Two, that Luos/NASA supporters are generally peace-loving people only when the media has been gagged.

Lastly, anyone can swear themselves in as president. It's, of course, the reactions of the powers that be that made all the difference.

As far as I am concerned, the legitimacy of Raila’s swearing-in wouldn’t even be discussed based on any parameters whatsoever. I am speaking as someone who has been an admirer of Raila Odinga for close to a decade now.

What struck me during the swearing-in ceremony, which had been conveniently postponed a couple of times, was that Raila is trying too hard to remain relevant to his supporters.

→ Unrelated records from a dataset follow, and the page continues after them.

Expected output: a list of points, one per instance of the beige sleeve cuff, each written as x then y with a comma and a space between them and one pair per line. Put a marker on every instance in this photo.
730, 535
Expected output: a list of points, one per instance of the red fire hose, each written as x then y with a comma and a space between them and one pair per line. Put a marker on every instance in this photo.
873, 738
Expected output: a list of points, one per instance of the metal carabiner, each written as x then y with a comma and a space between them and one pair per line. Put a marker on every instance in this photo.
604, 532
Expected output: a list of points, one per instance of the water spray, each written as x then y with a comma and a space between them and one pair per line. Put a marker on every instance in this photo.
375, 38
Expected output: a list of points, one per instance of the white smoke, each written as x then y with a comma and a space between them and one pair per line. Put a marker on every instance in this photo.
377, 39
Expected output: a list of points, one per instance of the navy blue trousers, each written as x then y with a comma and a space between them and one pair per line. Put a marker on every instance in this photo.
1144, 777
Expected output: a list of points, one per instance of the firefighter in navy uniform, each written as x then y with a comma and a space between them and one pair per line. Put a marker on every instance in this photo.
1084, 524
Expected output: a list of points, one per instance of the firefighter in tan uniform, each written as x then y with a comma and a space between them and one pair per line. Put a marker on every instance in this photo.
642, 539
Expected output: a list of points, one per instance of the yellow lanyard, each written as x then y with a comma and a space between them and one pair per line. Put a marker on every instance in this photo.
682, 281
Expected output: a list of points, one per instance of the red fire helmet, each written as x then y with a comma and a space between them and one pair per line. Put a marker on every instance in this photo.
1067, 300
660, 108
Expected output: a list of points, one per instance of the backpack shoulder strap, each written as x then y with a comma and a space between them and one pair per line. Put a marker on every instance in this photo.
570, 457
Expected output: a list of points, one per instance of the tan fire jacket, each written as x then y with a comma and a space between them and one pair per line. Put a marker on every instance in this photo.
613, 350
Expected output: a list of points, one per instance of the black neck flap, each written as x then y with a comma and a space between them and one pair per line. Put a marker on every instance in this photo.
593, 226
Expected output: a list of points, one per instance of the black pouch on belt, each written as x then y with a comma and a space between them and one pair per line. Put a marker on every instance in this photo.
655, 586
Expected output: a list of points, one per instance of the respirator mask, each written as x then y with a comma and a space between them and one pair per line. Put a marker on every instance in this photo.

And having exhausted means, he resorts to sweating himself in.As such Uhuru should have treated the ceremony as any other political rally, whose significance did not in any way amount to a threat of our national peace.

Instead, the powers that be decided to let the ceremony go on in order to have a valid reason to crack down the leaders, in exception of the main man, resorting to gimmicks that reflect on their draconian ideas masked as democracy, and outright disregard to the rule of law.

As a progressive country, shutting down the media would have been the last thing on the minds of people tasked with ‘dealing’ with opposition leaders. It reflected on the kinds of people ‘Kenyans’ have entrusted with leadership.

If I had been Uhuru, I would have allowed Raila to remain relevant to his supporters by making sure that security forces were around the clock to provide security to the people gathered in Uhuru Park.

After all, Uhuru has the instruments of power, and it would soon dawn on the opposition supporters that the purported swearing-in was a mere plot to keep their minds busy.

The aftermath of the ‘swearing in’ has revealed hidden characteristics of the government we have today. It is no wonder the fight against corruption, tribalism, and whatnot receives lackluster attention from the powers that people.

Complete disregard to the rule of law is akin to living in a jungle, where life is for the fittest. And message being subtly sent to the hoi polloi is that ‘we may act like we care, but in the real sense, we don't, and there's nothing you can do about it.